Enter the Marketing Mom.
Nailing a Business
Patrick is one of Johnson’s clients — and the two are longtime friends. “Debbi is a hoot! She’s really passionate about her work,” says Johnson. They met about 20 years ago in a Pasadena writing group and have collaborated on other projects through the years before working on Telling Images.
“At first, it was kind of hard to explain Debbi’s scanning work and what she was doing,” Johnson says. “She came to me for her website, to get things organized, and it was really another case of a client thinking they wanted one thing, but maybe there was more to the story.”
Patrick says her original business model was built on commission. “It’s great when commissions happen, but that’s hard to scale,” she says. Johnson helped point Patrick to an aspect of her business that was moving faster: smaller art prints and greeting cards. “People love buying the cards, three or four stores were carrying them, so we talked about making that an anchor point,” Patrick says. “We redid the site specifically for that.”
First, Johnson got Patrick set up on a WordPress site that she can easily update and maintain on her own. “Then she hooked up with the e-commerce plugin,” adds Johnson, “and now the website really promotes the cards first. ‘And, by the way, she’ll do commissions.’ So we flipped her original model.”

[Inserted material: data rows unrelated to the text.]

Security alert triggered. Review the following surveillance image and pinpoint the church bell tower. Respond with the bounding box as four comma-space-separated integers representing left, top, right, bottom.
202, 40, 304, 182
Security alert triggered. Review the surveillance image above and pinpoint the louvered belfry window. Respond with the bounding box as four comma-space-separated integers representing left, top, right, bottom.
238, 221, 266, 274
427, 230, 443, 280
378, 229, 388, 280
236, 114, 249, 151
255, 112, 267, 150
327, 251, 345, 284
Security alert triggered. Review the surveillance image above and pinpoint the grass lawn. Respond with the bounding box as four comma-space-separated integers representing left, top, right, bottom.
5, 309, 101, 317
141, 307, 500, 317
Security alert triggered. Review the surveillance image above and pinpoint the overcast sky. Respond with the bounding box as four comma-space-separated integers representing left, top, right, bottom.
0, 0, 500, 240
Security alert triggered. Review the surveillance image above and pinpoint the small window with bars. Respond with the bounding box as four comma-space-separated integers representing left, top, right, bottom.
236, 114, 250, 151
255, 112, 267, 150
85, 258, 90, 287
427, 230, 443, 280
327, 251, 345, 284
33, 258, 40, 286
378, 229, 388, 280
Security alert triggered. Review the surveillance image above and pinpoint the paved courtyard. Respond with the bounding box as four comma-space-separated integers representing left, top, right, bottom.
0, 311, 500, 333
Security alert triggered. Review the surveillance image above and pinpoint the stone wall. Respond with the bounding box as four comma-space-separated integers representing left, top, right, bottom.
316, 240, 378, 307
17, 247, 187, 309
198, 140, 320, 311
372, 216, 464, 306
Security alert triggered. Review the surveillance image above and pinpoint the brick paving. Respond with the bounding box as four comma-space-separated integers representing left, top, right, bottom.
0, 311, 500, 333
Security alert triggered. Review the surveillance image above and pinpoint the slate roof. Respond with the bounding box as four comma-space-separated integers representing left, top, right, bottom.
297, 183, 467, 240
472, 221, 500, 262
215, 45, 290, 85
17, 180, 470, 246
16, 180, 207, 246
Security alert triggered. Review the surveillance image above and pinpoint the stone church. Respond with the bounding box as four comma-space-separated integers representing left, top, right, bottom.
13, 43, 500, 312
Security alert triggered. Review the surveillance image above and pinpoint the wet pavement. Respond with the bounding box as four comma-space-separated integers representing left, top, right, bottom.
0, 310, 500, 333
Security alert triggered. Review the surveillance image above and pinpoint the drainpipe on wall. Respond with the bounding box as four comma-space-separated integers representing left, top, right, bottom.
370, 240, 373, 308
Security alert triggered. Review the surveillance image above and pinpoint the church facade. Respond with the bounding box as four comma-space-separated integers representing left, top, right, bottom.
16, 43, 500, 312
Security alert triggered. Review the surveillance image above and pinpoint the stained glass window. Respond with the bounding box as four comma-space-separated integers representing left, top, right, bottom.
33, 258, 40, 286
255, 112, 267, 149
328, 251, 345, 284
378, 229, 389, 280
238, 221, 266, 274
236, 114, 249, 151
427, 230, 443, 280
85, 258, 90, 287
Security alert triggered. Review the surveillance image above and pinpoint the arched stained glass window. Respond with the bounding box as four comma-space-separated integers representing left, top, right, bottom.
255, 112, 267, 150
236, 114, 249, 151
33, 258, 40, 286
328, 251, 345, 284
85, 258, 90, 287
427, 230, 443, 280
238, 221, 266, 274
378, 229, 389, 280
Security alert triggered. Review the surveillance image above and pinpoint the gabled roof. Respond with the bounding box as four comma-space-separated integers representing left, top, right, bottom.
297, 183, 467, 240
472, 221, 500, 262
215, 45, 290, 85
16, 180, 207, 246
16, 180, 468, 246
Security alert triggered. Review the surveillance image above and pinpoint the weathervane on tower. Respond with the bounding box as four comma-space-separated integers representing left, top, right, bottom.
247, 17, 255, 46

The cards add a practical aspect to her art, Patrick says. “People would much rather buy a vase because it feels utilitarian, rather than spend money on a two-dimensional art piece. The greeting cards are something they can use.”
Johnson is also helping Patrick increase her offerings in other ways. In the works are plans to create personal totem images of important or defining items that people can carry around with them. Patrick’s also gearing up to promote commissions by networking with interior designers and decorators who may be interested in specialty pieces for their clients, and she’s in talks to get her work displayed in a Pasadena showcase house.
Living the Dream(Host)
Another great decision Johnson helped Patrick make? Switching her hosting over to DreamHost.
“Paula liked the interface and how responsive DreamHost is,” Patrick says. “She said the company has a great sense of humor, and that’s great; I’m all for supporting something that has personality. That appeals to both of us.”
Johnson has been a loyal DreamHost customer and brand advocate for more years than she can remember. “I always check out companies to see if they seem like nice people,” Johnson says. “The DreamHost website always had a very friendly tone to it, and the copy seemed to say, ‘We are all in this together.’ I want to reward companies for being nice, for doing the right thing, and talking to people like they are human beings. That’s probably why I chose them.”
That, and the shared WordPress hosting.
“I had my main business website and a couple other small-project, low-traffic ones that I didn’t want to be paying a big price for,” Johnson says. “Shared hosting is great for small companies that don’t get a ton of traffic.”
Johnson says she’s DreamHost’s biggest cheerleader. “When clients come to me and say they need a website, I hook them up with DreamHost. If they are mad with who they currently have, I say, ‘Let’s look at DreamHost!’”
“The support that was gotten when we’ve been doing the setup has been great,” Patrick says. “Overall I feel good about what I’m doing and who I am doing it with.”